Para ponerla a prueba, compararon sus resultados con aproximadamente 12.000 años de historia poblacional, desde los primeros asentamientos agrícolas del Neolítico hasta la era moderna.

Según los autores, el modelo logró replicar tanto los periodos de crecimiento acelerado asociados a la industrialización como la desaceleración observada en las últimas décadas.

El escenario que más llamó la atención

La parte más comentada del estudio no se encuentra en la reconstrucción del pasado, sino en los futuros hipotéticos que permite explorar. En uno de los escenarios más extremos, los investigadores analizaron qué ocurriría si la capacidad de carga del planeta (es decir, el número de personas que la Tierra puede sostener de forma estable) sufriera una reducción drástica. Bajo determinadas condiciones, el modelo sugiere que la población mundial podría descender aproximadamente a la mitad antes de 2064.

En términos prácticos, eso significaría pasar de una población prevista de entre 8.000 y 10.000 millones de personas a cifras cercanas a los 4.000 o 5.000 millones.

Los autores plantean varios ejemplos de eventos capaces de desencadenar una situación semejante: una pandemia de gran magnitud, un conflicto nuclear, una crisis climática extrema o una combinación simultánea de varios factores globales.

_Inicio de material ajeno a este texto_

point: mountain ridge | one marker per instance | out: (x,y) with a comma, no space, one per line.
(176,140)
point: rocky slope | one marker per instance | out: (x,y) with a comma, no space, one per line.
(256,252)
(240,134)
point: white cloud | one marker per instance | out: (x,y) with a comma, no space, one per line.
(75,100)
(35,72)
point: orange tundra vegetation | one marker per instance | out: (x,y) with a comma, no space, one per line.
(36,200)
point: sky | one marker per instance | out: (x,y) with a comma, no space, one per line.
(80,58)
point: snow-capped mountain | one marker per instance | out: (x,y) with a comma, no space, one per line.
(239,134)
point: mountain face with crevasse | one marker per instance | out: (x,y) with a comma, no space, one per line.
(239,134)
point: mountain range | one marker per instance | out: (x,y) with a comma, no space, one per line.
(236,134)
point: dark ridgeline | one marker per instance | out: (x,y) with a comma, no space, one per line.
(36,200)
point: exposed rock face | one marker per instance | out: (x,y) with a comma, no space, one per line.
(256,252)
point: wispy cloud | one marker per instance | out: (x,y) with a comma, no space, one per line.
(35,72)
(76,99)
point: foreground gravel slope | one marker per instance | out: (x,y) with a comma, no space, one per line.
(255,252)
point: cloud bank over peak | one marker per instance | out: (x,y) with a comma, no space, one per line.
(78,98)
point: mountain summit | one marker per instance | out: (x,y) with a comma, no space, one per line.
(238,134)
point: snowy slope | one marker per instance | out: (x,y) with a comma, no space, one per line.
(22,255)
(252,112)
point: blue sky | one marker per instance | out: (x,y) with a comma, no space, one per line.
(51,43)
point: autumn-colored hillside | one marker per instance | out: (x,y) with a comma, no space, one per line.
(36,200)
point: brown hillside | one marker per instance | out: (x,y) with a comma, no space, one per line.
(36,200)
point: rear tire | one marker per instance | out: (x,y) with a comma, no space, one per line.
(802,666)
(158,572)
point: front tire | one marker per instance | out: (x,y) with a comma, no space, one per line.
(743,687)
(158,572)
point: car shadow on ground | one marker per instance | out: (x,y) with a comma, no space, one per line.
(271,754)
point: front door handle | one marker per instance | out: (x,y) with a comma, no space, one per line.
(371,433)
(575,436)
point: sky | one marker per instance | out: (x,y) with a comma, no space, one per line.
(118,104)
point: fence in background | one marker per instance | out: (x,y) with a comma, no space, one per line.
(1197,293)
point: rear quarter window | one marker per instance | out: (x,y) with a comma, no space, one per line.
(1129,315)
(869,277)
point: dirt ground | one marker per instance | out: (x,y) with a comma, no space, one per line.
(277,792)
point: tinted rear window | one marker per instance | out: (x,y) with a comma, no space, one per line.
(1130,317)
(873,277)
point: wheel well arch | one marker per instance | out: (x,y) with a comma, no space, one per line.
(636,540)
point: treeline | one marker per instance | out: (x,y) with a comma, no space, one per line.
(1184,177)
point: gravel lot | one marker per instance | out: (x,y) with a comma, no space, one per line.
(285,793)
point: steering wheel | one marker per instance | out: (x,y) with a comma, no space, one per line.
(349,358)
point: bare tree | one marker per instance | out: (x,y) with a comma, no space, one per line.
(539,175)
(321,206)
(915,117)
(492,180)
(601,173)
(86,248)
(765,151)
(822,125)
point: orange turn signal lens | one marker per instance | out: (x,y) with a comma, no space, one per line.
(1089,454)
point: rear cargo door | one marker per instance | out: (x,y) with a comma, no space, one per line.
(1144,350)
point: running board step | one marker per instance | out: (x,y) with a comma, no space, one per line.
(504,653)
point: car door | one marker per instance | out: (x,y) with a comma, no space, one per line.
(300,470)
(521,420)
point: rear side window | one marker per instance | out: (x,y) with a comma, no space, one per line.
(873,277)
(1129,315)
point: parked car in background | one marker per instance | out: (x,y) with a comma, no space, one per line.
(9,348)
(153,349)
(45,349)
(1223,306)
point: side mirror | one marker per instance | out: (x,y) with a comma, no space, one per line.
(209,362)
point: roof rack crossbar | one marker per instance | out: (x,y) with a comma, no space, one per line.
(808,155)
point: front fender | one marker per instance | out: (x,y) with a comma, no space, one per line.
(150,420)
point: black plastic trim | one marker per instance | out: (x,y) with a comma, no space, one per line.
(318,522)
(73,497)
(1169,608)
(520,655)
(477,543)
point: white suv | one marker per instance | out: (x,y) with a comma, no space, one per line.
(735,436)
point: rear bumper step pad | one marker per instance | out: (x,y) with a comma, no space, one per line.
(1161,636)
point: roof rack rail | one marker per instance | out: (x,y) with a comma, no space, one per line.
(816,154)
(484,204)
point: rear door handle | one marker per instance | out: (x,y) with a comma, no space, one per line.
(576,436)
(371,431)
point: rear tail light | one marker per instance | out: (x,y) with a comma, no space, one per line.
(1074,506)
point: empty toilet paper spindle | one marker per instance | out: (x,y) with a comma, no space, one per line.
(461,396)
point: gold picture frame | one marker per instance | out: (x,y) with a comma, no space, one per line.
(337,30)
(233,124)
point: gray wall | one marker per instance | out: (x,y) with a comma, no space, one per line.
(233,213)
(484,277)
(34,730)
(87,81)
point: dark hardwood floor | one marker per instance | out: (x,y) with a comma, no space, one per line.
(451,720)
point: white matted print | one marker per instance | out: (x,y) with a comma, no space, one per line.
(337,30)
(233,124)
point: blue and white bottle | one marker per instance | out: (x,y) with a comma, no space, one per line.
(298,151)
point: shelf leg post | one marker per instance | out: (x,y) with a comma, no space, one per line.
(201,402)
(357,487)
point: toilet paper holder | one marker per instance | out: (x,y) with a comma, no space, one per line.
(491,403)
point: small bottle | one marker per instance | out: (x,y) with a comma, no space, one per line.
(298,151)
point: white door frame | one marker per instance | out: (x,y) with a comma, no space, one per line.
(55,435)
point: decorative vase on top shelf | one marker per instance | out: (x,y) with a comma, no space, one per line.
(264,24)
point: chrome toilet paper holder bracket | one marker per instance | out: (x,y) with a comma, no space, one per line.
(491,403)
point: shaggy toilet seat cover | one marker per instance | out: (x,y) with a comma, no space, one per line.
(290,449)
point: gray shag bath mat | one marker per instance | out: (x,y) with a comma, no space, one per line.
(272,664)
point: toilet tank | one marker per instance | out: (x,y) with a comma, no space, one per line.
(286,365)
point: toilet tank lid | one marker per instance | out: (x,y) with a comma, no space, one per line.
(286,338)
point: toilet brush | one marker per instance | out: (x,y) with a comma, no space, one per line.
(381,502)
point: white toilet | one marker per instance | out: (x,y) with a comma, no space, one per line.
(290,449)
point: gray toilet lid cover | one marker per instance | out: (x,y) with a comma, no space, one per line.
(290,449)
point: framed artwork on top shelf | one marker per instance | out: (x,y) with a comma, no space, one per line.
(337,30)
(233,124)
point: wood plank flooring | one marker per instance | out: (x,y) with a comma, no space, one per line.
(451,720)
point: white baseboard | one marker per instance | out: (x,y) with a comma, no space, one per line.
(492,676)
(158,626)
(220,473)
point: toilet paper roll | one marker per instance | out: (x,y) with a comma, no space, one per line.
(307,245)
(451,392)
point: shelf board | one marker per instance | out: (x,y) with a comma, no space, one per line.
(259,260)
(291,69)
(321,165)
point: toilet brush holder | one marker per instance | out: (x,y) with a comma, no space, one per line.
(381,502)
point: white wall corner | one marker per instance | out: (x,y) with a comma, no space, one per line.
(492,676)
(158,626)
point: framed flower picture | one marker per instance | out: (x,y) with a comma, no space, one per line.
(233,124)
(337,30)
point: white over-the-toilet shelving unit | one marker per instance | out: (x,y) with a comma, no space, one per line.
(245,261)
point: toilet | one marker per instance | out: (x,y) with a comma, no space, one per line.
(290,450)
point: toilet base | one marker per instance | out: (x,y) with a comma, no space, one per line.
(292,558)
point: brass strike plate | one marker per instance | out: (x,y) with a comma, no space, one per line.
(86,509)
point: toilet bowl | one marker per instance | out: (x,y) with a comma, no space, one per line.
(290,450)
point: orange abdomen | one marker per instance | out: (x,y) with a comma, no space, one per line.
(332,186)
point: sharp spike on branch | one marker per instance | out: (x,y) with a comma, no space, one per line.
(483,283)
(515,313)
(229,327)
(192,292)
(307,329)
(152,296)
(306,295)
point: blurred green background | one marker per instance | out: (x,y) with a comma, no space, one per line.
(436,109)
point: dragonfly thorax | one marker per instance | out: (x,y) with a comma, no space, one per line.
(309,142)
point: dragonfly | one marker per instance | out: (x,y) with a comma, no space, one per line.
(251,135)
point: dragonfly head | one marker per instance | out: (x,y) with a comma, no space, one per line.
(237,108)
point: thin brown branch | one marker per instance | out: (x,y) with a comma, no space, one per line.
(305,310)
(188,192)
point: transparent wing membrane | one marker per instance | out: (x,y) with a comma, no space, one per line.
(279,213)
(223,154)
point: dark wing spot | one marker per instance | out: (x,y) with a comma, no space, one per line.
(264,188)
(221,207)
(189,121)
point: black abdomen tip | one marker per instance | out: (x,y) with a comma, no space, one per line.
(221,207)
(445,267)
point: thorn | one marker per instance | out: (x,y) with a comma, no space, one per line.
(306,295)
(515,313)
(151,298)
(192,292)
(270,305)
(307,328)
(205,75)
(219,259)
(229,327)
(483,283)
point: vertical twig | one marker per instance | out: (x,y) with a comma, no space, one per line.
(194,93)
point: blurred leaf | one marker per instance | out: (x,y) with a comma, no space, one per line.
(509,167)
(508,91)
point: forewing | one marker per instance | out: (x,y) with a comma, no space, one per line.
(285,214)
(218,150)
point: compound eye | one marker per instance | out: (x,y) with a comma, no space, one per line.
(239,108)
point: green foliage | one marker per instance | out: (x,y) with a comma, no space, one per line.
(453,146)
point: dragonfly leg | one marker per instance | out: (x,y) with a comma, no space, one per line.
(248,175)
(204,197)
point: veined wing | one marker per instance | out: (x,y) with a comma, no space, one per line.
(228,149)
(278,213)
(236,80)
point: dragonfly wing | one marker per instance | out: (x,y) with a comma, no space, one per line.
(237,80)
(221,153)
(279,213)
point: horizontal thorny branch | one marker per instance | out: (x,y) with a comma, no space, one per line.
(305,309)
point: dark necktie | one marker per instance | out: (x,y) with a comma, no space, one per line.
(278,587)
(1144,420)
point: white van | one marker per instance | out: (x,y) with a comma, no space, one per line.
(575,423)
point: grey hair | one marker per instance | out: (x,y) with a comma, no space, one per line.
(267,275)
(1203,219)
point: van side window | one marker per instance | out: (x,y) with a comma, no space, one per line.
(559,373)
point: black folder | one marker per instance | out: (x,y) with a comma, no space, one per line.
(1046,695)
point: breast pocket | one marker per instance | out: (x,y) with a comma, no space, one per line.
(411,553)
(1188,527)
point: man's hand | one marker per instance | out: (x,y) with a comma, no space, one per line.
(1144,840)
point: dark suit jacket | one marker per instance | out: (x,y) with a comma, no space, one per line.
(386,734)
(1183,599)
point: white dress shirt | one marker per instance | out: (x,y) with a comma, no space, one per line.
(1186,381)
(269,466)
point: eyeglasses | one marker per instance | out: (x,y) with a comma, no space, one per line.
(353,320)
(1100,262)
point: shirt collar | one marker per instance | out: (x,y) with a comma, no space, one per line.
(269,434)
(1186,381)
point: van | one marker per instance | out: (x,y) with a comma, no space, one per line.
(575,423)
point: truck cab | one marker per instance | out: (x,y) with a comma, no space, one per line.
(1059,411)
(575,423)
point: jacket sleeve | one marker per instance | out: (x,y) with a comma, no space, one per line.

Los propios investigadores piden cautela

A pesar de la contundencia de algunos titulares que ha generado el estudio, Zaccone insiste en que el modelo no debe interpretarse como una predicción. De hecho, el investigador subraya que la trayectoria demográfica actual continúa siendo relativamente estable y que no existen indicios de un colapso inminente.

La utilidad de la ecuación no consiste en anunciar exactamente lo que ocurrirá, sino en explorar cómo podrían comportarse los sistemas humanos bajo diferentes condiciones. Y aquí aparece uno de los aspectos más interesantes del trabajo.

Pequeñas modificaciones en ciertos parámetros generan resultados completamente distintos. Algunos escenarios conducen a descensos demográficos importantes. Otros, por el contrario, apuntan hacia nuevas fases de crecimiento acelerado.

Un mundo donde las tendencias ya están cambiando

Una ecuación diseñada para estudiar materiales a escala atómica acaba de arrojar un escenario inquietante. La población mundial podría reducirse a la mitad antes de 2064 si varias crisis globales coincidieran
© Unsplash / Ishan @seefromthesky.

La investigación llega en un momento especialmente complejo para la demografía mundial. Mientras numerosos países desarrollados experimentan caídas sostenidas de la natalidad, otras regiones continúan creciendo con rapidez.

Estados Unidos registra tasas de fertilidad por debajo del nivel de reemplazo generacional. China atraviesa uno de los descensos de nacimientos más pronunciados de su historia reciente. Rusia mantiene una tendencia demográfica negativa que se ha intensificado en los últimos años.

Al mismo tiempo, África subsahariana continúa expandiéndose a gran velocidad. Las estimaciones de Naciones Unidas apuntan a que la región podría superar los 2.200 millones de habitantes hacia mediados de siglo.

Más que una predicción, una advertencia sobre la complejidad

Quizá la principal enseñanza del estudio no tenga que ver con cifras concretas ni con fechas específicas. Lo que realmente muestra es hasta qué punto la evolución demográfica global depende de múltiples factores que interactúan entre sí de forma compleja. Economía, salud, recursos naturales, conflictos, tecnología y clima forman parte de una red donde pequeños cambios pueden producir consecuencias difíciles de anticipar.

Por eso los investigadores insisten en que la ecuación debe entenderse como una herramienta para explorar posibilidades, no como una bola de cristal. Aun así, el trabajo deja una reflexión interesante. La humanidad suele pensar en su crecimiento como una tendencia casi inevitable. Sin embargo, los modelos matemáticos sugieren que la estabilidad demográfica es mucho más delicada de lo que parece. Y en un mundo cada vez más interconectado, comprender esa fragilidad podría resultar tan importante como intentar predecir el futuro.